新しいパソコンに、砂糖とミルクたっぷりの
コーヒーを飲ませてしまい……

「やっぱり新しいパソコンはいいなあ。サクサク作業が進むぞ」

 7月上旬。Bは軽快な手つきでキーボードをたたきながら取引先への請求書を作成し、メール発送を行った。パソコン本体の処理能力が上がったことに加え、A社長に頼んで最新の業務処理ソフトを入れてもらったので、これまで半日かかっていた一連の作業が1時間で全部終了するようになったのだ。

 午後2時、Bは仕事の手を止めて台所へ向かうと、自分専用の大ぶりなマグカップを戸棚から取り出した。そして持参したスティックコーヒー1本と砂糖スティック3本、コーヒーホワイト3個を入れた極甘ミルクホットコーヒーを作り、机上のキーボード横にある空きスペースに置いた。そのとき、隣室で作業をしていた先輩社員が総務フロアの入り口で叫んだ。
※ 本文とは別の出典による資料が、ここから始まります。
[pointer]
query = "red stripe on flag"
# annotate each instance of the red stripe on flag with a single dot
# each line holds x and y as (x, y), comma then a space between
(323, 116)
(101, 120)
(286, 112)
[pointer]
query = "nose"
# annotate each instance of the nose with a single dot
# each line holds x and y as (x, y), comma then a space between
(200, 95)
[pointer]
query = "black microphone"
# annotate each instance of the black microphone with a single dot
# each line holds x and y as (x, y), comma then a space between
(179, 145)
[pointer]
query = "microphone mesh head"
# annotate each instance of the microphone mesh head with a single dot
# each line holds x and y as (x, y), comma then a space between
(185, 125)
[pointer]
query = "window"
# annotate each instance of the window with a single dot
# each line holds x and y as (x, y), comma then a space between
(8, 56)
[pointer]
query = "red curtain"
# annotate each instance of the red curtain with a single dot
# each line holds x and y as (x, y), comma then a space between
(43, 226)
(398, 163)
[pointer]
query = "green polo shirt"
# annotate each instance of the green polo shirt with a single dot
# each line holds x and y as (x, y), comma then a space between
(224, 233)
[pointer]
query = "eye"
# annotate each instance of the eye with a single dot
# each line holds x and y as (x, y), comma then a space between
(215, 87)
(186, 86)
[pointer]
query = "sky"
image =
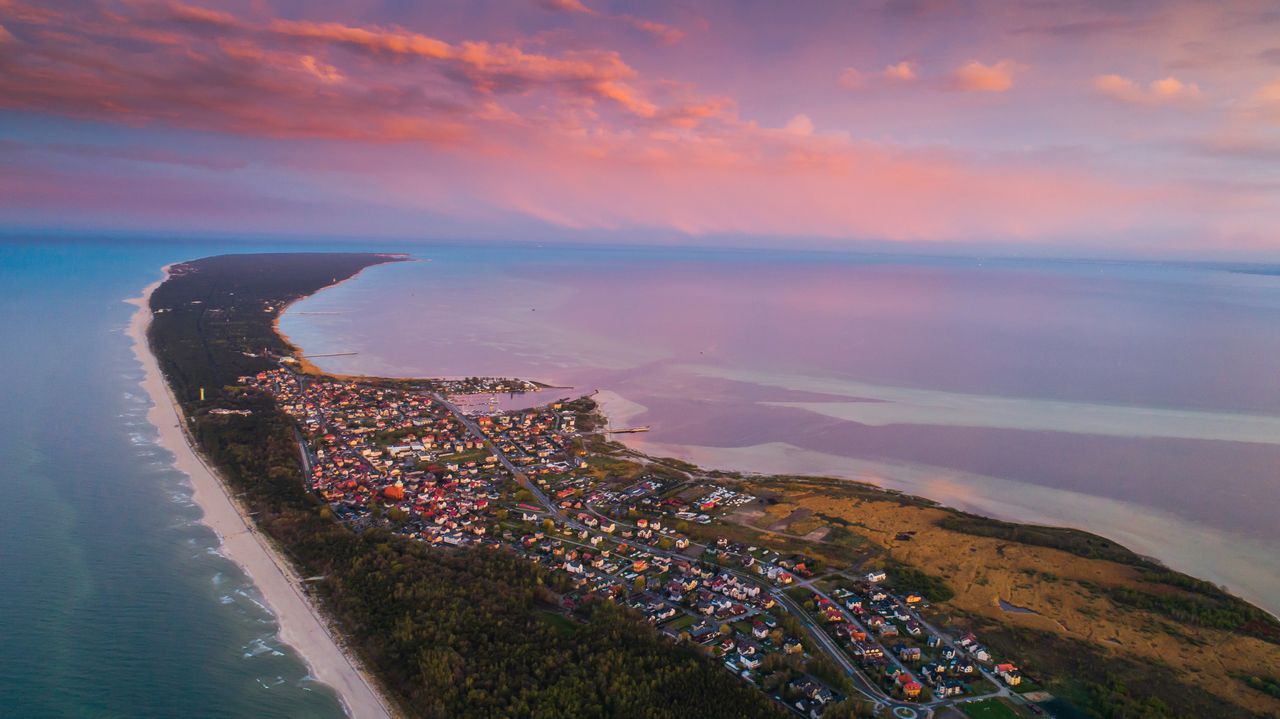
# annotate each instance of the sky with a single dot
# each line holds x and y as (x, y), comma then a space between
(1070, 127)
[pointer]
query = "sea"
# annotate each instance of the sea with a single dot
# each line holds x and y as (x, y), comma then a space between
(1138, 401)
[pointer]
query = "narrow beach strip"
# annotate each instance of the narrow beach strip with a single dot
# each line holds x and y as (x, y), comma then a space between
(300, 623)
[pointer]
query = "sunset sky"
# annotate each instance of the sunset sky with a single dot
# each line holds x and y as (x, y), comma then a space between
(1104, 127)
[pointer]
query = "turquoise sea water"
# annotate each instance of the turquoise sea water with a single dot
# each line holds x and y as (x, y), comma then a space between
(115, 603)
(114, 600)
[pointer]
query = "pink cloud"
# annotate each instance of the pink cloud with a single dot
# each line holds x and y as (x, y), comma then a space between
(978, 77)
(1159, 92)
(901, 72)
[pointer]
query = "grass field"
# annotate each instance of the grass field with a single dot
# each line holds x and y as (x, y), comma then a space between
(988, 709)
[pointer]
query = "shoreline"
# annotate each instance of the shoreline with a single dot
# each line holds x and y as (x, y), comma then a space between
(300, 623)
(1162, 537)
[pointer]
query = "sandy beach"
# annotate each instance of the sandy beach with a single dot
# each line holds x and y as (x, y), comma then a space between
(301, 624)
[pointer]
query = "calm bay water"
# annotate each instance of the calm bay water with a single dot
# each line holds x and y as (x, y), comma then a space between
(1137, 401)
(1150, 392)
(115, 603)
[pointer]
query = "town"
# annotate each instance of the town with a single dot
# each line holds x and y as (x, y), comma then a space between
(407, 458)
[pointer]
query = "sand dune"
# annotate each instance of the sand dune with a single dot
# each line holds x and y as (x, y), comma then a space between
(300, 622)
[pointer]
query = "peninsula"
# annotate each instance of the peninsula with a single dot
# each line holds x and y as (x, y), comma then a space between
(522, 563)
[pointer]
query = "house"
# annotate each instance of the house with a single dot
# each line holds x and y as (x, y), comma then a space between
(813, 690)
(910, 687)
(950, 687)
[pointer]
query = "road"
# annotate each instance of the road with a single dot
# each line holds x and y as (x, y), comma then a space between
(826, 642)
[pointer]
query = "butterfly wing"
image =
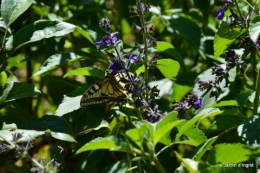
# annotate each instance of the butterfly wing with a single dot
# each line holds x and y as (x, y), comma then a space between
(106, 90)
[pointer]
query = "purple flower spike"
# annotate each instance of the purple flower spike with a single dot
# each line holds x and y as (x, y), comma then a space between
(221, 13)
(100, 44)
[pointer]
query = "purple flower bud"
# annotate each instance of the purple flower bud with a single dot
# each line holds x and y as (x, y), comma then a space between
(221, 13)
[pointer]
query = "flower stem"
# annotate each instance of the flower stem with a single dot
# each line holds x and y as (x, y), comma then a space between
(240, 14)
(257, 92)
(142, 20)
(158, 165)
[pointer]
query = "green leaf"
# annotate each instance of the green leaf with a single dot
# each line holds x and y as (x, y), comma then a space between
(56, 61)
(168, 67)
(225, 36)
(187, 29)
(242, 98)
(37, 31)
(87, 35)
(225, 103)
(249, 131)
(137, 135)
(112, 142)
(118, 167)
(63, 136)
(164, 127)
(150, 128)
(223, 169)
(140, 70)
(27, 135)
(232, 153)
(87, 71)
(14, 91)
(194, 133)
(203, 114)
(254, 28)
(5, 91)
(34, 127)
(204, 147)
(207, 76)
(71, 101)
(226, 121)
(169, 49)
(12, 9)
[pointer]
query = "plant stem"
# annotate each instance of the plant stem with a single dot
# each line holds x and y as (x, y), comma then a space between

「B君、○○社から請求代金について内訳確認の電話が入ってるから出てくれないか?」

 Bが慌てて受話器を取ろうとしたとき、腕がマグカップに当たって倒れ、中に入っていたコーヒーがみるみるうちにキーボードの上にあふれた。

「やばい!」

 Bは相手と通話しながら、ズボンのポケットからハンカチを取り出し慌てて拭き取ったが、大量の砂糖とコーヒーホワイトのせいでキーボードはベタベタに。電話が済むといったんパソコンの電源を落とし、さらに隅々まで拭き取った後、再びパソコンの電源を入れてみたが、「ビーブー」と大きな音がしたきり起動しなくなった。

「……もしかして、壊れた?」

 頭の中が真っ白になったBはすぐにフロアを出て、先輩に事情を話し、助けを求めた。先輩はいろいろ手を尽くしてくれたが、二度とパソコンが立ち上がることはなかった。